Mobile design
Terminology
- Responsive Web
- A Web development concept focusing on making sites look and behave optimally on all devices, from desktop to mobile, using the same served web files.
- Adaptive Web
- An outdated method of serving specialized content files to a browser based on the device it's running on.
- Content Parity
- A measure of content consistency between mobile and desktop versions of the same website.
- Viewport
- The viewable area of a website within the browser window.
- Media Queries
- A feature of CSS that enables webpage content to adapt to different screen sizes, orientations, aspect ratios and mediums (e.g. print vs screen). It does this with conditional code blocks (i.e.
if
statements for CSS). - Breakpoint
- Points in responsive design where website presentation obviously changes due to changing viewport characteristics (width, orientation, etc).
- Hamburger Menu
- A button in websites and apps that typically opens up into a vertical menu or navigation drawer.
- Card Pattern
- A convenient means of displaying content composed of different types of objects. They are also well-suited for presenting similar objects whose size or supported actions can vary considerably, like photos with captions of variable length
Key Takeaways
There are many things to consider when designing for both mobile and desktop screens but here are the key constraints we will be focusing on in this program:
- Layout
- Navigation and content would never "overflow" the screen, creating a horizontal scroll bar. At narrow screen widths, navigation is often replaced with a Hamburger toggle.

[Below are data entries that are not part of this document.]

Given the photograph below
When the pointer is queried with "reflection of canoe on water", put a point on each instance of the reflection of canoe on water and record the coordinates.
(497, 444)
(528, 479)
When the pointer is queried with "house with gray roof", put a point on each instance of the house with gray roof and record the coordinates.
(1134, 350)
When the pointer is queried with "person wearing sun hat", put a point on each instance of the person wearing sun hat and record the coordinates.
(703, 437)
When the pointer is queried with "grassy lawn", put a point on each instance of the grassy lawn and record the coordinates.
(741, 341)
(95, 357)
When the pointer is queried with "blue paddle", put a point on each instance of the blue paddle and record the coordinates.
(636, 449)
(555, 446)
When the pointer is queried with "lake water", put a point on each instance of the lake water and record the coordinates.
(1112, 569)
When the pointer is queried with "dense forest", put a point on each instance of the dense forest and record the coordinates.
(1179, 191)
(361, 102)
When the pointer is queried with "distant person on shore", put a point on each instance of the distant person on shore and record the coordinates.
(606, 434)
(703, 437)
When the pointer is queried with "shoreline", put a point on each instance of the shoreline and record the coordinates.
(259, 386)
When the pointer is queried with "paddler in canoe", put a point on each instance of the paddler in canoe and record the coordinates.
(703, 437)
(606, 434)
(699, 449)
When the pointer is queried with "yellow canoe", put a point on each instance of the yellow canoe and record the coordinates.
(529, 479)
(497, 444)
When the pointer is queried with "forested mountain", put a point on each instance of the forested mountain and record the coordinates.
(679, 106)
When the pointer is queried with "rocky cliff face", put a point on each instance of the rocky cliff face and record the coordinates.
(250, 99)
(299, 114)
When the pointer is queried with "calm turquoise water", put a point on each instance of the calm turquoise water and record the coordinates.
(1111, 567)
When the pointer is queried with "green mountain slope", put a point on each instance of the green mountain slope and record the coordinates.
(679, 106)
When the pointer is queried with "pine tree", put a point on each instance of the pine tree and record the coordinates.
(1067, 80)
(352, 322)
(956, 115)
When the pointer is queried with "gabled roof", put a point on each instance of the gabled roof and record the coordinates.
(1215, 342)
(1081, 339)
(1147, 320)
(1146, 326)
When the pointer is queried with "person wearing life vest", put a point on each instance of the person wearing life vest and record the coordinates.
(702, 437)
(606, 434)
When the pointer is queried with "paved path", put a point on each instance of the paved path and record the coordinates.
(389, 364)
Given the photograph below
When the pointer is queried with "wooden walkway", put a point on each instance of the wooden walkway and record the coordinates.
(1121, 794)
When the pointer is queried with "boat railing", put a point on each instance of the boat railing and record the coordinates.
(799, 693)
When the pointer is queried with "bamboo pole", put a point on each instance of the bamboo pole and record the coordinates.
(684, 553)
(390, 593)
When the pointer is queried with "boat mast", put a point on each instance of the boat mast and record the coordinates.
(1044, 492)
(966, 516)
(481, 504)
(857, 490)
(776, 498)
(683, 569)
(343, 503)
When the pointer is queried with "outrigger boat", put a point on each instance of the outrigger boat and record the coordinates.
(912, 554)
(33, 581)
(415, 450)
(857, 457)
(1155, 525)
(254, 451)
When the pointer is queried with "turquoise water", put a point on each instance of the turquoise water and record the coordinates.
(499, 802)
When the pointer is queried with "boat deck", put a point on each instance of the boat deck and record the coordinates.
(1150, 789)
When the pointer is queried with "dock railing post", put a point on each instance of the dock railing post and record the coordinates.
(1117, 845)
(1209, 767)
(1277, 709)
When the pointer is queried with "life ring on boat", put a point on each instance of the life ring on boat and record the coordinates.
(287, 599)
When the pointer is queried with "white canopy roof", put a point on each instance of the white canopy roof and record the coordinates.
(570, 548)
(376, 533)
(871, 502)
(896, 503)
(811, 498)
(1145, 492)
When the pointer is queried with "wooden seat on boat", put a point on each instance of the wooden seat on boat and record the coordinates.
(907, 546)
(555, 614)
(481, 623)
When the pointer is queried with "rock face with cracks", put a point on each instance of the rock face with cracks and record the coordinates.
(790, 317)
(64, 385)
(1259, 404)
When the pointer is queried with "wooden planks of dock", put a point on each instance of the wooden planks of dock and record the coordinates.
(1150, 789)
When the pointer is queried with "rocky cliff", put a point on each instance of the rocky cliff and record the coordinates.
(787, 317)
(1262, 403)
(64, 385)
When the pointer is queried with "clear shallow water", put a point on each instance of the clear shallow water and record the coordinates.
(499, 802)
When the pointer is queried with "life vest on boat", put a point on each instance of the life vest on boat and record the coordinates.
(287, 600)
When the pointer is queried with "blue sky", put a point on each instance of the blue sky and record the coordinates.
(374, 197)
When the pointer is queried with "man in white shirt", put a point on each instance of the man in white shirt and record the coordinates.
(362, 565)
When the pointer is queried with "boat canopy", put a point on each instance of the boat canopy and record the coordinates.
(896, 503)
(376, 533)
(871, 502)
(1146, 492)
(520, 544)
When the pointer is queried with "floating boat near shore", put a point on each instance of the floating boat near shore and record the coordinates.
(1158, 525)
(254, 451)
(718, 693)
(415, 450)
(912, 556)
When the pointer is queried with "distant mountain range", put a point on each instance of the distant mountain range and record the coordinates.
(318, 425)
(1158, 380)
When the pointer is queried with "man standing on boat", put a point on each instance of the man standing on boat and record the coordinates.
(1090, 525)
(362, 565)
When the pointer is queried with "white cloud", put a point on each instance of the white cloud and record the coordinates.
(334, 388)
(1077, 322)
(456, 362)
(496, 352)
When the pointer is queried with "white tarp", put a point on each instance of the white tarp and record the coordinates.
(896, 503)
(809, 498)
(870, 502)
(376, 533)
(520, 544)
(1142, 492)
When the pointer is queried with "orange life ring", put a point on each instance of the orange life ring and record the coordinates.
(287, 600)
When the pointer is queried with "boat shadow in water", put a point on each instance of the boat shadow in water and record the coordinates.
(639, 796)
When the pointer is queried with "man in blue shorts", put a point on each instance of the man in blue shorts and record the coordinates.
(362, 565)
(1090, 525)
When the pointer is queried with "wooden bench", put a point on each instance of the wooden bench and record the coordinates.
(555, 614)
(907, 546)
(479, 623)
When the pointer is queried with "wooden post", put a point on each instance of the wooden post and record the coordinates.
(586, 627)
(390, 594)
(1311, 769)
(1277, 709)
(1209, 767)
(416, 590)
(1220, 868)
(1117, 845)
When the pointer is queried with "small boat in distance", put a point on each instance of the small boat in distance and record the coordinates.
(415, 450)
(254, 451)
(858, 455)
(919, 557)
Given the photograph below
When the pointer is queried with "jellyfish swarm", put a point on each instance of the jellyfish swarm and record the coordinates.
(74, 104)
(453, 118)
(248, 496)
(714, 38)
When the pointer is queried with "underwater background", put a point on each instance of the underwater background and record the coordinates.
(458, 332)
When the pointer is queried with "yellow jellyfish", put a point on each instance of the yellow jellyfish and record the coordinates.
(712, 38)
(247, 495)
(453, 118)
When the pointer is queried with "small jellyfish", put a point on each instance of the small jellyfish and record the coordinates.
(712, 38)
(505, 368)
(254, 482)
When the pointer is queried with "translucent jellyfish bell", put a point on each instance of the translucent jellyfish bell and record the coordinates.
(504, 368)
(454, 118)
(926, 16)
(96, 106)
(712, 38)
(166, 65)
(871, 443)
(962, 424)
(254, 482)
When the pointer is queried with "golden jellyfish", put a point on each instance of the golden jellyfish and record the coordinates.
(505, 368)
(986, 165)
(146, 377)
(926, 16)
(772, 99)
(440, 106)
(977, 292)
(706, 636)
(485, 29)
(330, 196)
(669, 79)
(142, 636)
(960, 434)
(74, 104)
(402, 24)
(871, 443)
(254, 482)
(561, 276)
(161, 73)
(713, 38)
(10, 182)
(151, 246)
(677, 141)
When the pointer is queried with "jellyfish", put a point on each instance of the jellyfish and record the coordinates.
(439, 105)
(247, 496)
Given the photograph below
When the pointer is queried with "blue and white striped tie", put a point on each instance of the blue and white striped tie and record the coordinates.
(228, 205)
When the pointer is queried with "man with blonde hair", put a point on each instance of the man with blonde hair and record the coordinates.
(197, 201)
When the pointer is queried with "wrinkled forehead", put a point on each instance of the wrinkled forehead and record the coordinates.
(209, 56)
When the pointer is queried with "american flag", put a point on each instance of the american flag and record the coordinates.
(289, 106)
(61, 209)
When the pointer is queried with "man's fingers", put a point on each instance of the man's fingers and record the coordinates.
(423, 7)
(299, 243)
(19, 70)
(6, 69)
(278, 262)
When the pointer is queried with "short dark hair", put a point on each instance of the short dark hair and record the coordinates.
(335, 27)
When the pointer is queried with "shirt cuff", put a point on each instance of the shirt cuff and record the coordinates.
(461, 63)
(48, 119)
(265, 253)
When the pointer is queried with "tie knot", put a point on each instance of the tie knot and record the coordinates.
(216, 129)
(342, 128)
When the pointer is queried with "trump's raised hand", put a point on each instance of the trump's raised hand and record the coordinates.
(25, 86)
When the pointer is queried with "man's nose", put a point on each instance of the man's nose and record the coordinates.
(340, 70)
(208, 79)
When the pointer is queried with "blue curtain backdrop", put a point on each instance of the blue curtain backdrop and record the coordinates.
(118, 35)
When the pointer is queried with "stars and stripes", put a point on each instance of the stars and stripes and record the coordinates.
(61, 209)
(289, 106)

- Content will often be displayed using the card pattern. On mobile, these cards will display in a single column. See: "Gridish" flexbox in this Codepen.
- In general, content should not touch the edge of the screen on mobile. There should be a visible "scroll track" letting the user know where to scroll with their finger.
- When/if content reaches its maximum page width on desktop screens, the content should be centered. This website is an example.
- Web Typography
- Body text line length should not be longer than 95 characters or shorter than 25ch (unless it's a heading).
- Font size should be smaller on mobile than on desktop. This is called fluid typography.
- See: Responsive Text: Max Line Length with Fluid Typography
Responsive layout is all about width
Horizontal scroll bars should be avoided in most circumstances. Since screen widths will vary from 400px
to at least 2000px
, this constraint leads to a number of common design patterns:
Text Line length
Text is most readable at line lengths between 30 and 90 characters long. This should be a priority when planning out a design (also see the typography triad).
- Font-size should be smaller on mobile screens to ensure a line length of at least 30 characters.
- Text boxes should have a maximum width set, in order to prevent line lengths of more than 90 characters.
- Given their larger
font-size
, multi-line headings are often readable at lengths shorter than 25 characters.
Layout
Responsive content often follows the card pattern in order to simplify the layouts required for varying screen widths.
- An image will often scale to fit the width of its parent container (which could be a card or an entire column on a page).
- When a row of multiple cards or images are too wide for the screen, they will wrap and create more rows.
- In general, layouts and galleries will be a single column on mobile and multiple columns at larger screen widths.
- To accommodate very large screen widths, (
2000px
or larger) page of content will often reach a maximum width and distribute extra negative space equally on either side of the page.
Navigation
It's imperative that page navigation is not compromised at any screen width. When a screen is too narrow for a horizontal navigation menu, it will usually either:
- become a vertical navigation menu, or
- be replaced by a hamburger menu that will toggle a vertical navigation menu.